I'm writing a digital filter, and I need to keep the last X values and sum them all together.

Now there are two possible approaches to this. Either I shift the whole array using memmove to make room for the next value, and have the right indexes to the array as hard-coded values in my summing algorithm.

memmove(&Fifo[0], &Fifo[1], 12 * 4); // Shift array to the left

Result += Factor[1] * (Fifo[5] + Fifo[7]);
Result += Factor[2] * (Fifo[4] + Fifo[8]);
Result += Factor[3] * (Fifo[3] + Fifo[9]);
Result += Factor[4] * (Fifo[2] + Fifo[10]);
Result += Factor[5] * (Fifo[1] + Fifo[11]);
Result += Factor[6] * (Fifo[0] + Fifo[12]);

Or alternatively, I don't copy any memory, but increment a counter instead, and calculate each index from that using a modulo operation (like a circular buffer).

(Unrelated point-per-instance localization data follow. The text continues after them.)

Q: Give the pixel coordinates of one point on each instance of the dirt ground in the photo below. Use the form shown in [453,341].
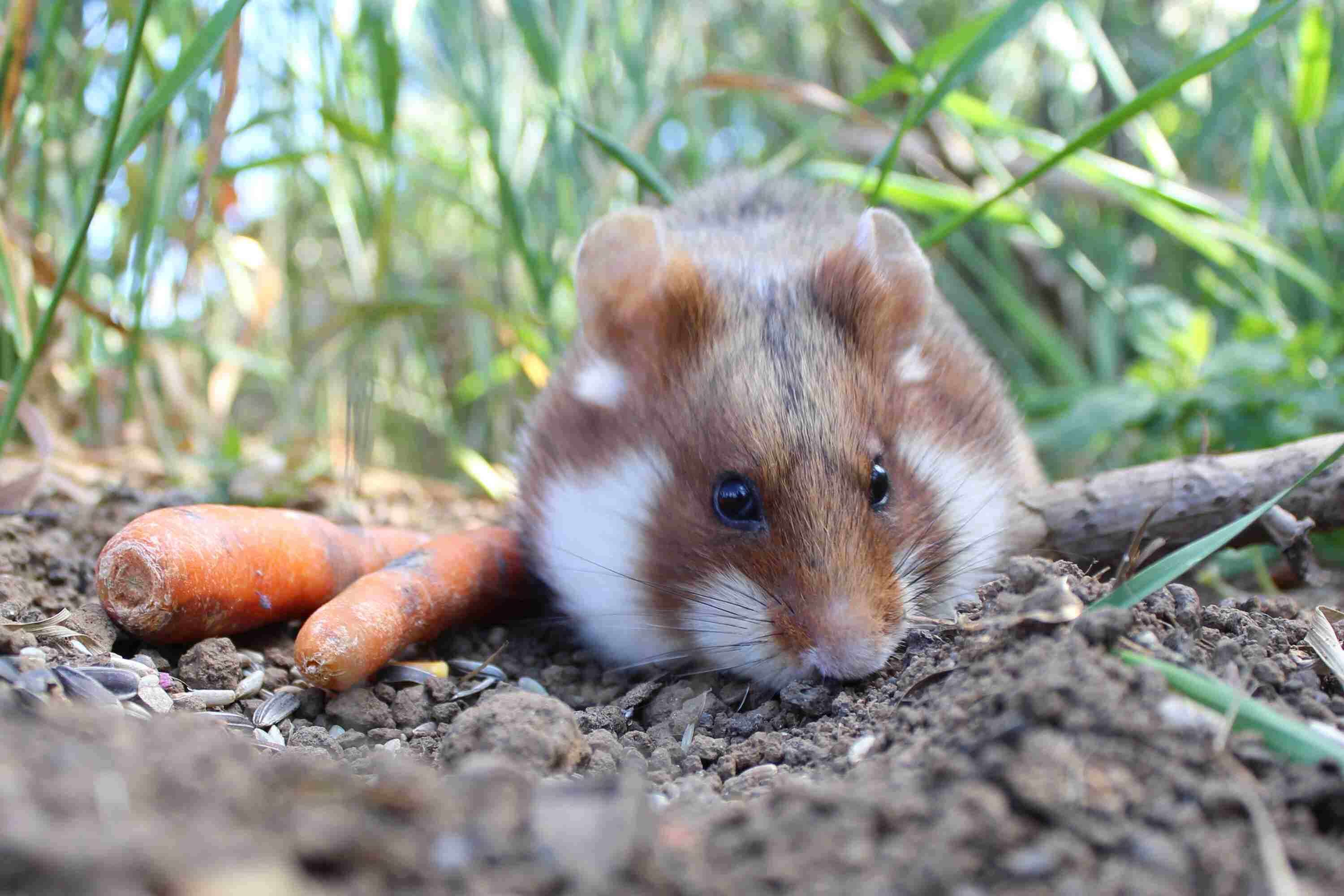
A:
[991,758]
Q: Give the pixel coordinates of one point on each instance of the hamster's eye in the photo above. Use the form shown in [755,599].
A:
[737,503]
[878,485]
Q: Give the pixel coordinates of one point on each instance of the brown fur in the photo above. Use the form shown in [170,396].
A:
[765,343]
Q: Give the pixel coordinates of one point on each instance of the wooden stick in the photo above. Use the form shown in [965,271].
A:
[1093,517]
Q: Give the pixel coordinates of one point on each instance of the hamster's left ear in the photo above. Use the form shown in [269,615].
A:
[879,285]
[638,295]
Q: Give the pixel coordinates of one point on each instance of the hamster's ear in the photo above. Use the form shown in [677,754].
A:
[638,295]
[879,285]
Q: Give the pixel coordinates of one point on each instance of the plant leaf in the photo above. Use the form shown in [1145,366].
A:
[638,164]
[1281,734]
[194,60]
[1006,25]
[1180,562]
[1108,124]
[1312,73]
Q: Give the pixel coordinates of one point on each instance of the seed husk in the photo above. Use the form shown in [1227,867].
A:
[398,673]
[472,665]
[131,665]
[154,696]
[85,688]
[280,706]
[124,683]
[250,685]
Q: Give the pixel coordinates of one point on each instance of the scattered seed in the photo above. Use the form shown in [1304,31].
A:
[136,711]
[277,708]
[123,683]
[250,685]
[209,696]
[131,665]
[861,747]
[475,689]
[86,688]
[154,696]
[397,673]
[472,665]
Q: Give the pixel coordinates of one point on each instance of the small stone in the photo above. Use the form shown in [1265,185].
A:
[353,739]
[1104,626]
[33,659]
[529,728]
[275,677]
[383,735]
[412,707]
[1269,672]
[358,708]
[92,620]
[445,712]
[210,665]
[808,699]
[315,737]
[311,703]
[154,696]
[749,781]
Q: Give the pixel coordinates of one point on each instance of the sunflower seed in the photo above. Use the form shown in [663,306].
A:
[475,689]
[86,688]
[250,685]
[131,665]
[155,696]
[472,665]
[280,707]
[534,685]
[397,673]
[124,683]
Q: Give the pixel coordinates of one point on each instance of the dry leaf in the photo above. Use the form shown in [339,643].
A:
[1326,642]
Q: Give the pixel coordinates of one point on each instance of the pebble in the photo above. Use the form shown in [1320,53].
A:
[250,685]
[154,696]
[33,659]
[213,698]
[210,665]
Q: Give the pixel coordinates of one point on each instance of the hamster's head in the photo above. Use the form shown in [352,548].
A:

i++; // Increment the index

Result += Factor[1] * (Fifo[(i + 5) % 13] + Fifo[(i + 7) % 13]);
Result += Factor[2] * (Fifo[(i + 4) % 13] + Fifo[(i + 8) % 13]);
Result += Factor[3] * (Fifo[(i + 3) % 13] + Fifo[(i + 9) % 13]);
Result += Factor[4] * (Fifo[(i + 2) % 13] + Fifo[(i + 10) % 13]);
Result += Factor[5] * (Fifo[(i + 1) % 13] + Fifo[(i + 11) % 13]);
Result += Factor[6] * (Fifo[(i + 0) % 13] + Fifo[(i + 12) % 13]);

Since its an embedded ARM cpu, I was wondering what would be more efficient. Since I assume that the CPU has to move at least one 32-bit value internally to do the modulo operation, could it be that just moving the whole array is just as fast as calculating the right indexes?

Solution

I've done exactly that on a Cortex M0 (LPC11C14) for a FIR filter of size 15 (Savitzky-Golay for measuring line voltage).

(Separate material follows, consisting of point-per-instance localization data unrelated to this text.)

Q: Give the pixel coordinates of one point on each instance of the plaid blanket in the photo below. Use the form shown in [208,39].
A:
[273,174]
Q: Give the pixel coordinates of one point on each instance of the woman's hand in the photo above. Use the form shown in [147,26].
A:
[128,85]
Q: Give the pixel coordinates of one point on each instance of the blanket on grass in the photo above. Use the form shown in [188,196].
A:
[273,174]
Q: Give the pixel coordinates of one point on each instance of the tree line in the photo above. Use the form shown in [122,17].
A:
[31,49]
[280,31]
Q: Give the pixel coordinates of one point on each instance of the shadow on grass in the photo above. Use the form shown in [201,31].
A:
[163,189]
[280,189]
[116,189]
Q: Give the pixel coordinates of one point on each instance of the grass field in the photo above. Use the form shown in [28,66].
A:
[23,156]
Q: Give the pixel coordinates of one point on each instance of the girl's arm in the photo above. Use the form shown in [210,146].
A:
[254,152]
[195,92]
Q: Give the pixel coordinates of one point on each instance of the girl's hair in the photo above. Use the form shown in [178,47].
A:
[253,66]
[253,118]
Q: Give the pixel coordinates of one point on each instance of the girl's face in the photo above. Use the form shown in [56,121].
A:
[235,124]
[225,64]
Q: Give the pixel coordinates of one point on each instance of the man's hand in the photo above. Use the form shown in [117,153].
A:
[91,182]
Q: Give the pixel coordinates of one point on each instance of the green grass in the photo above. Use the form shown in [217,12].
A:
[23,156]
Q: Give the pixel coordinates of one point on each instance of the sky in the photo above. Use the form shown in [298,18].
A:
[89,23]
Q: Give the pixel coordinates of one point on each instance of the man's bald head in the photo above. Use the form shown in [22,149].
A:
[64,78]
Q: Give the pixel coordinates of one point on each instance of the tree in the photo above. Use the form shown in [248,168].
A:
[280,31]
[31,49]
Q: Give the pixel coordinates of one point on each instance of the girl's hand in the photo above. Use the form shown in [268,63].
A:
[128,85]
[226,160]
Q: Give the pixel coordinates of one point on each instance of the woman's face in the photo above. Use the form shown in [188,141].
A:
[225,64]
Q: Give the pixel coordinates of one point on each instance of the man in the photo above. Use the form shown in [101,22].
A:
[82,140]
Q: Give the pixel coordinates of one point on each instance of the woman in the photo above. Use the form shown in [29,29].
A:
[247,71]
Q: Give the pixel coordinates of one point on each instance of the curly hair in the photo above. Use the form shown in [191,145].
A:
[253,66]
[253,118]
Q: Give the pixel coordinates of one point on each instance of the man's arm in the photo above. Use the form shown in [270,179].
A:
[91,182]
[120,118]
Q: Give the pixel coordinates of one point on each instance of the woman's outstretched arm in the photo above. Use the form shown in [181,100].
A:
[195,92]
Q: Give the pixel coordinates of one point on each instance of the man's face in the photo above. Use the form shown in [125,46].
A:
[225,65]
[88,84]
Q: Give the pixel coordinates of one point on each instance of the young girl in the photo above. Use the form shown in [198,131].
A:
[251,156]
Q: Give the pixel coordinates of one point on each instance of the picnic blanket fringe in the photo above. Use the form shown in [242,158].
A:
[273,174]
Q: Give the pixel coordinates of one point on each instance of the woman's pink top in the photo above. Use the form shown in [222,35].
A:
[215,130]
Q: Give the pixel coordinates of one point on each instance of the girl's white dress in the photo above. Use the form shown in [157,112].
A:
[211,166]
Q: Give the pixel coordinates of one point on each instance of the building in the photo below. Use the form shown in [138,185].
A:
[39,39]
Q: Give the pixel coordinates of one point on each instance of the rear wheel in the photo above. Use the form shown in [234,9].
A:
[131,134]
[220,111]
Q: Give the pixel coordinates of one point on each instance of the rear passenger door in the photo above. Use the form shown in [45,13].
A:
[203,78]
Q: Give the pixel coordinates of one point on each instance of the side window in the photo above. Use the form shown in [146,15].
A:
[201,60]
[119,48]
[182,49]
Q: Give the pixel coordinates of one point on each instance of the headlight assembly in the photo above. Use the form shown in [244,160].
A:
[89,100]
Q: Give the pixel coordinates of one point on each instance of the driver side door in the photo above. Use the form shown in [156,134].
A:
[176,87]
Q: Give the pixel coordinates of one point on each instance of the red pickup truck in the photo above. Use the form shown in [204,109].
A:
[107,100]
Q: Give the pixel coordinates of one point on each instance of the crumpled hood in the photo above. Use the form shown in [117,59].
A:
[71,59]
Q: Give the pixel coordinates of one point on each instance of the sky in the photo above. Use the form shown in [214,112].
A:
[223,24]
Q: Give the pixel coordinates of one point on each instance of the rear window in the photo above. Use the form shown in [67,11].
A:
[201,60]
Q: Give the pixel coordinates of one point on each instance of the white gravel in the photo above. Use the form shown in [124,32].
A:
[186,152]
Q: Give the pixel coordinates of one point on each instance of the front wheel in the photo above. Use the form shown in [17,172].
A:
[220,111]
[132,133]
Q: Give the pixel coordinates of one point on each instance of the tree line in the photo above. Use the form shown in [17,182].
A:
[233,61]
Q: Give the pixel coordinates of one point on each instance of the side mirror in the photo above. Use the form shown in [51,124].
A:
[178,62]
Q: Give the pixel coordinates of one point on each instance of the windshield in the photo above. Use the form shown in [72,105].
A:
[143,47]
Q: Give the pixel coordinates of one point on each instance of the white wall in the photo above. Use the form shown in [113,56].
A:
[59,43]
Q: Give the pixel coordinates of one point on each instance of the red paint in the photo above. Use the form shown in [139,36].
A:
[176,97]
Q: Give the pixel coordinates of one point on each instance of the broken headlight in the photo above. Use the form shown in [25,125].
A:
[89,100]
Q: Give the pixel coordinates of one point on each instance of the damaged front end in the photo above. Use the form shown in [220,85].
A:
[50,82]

I found that in my case copying was somewhat slower than using a circular buffer of size 16 and computing the indices using the modulo operator. Note that 16 is a power of two, which makes division very cheap.

I tried several variants and used a port pin for measuring execution time, I recommend you do the same.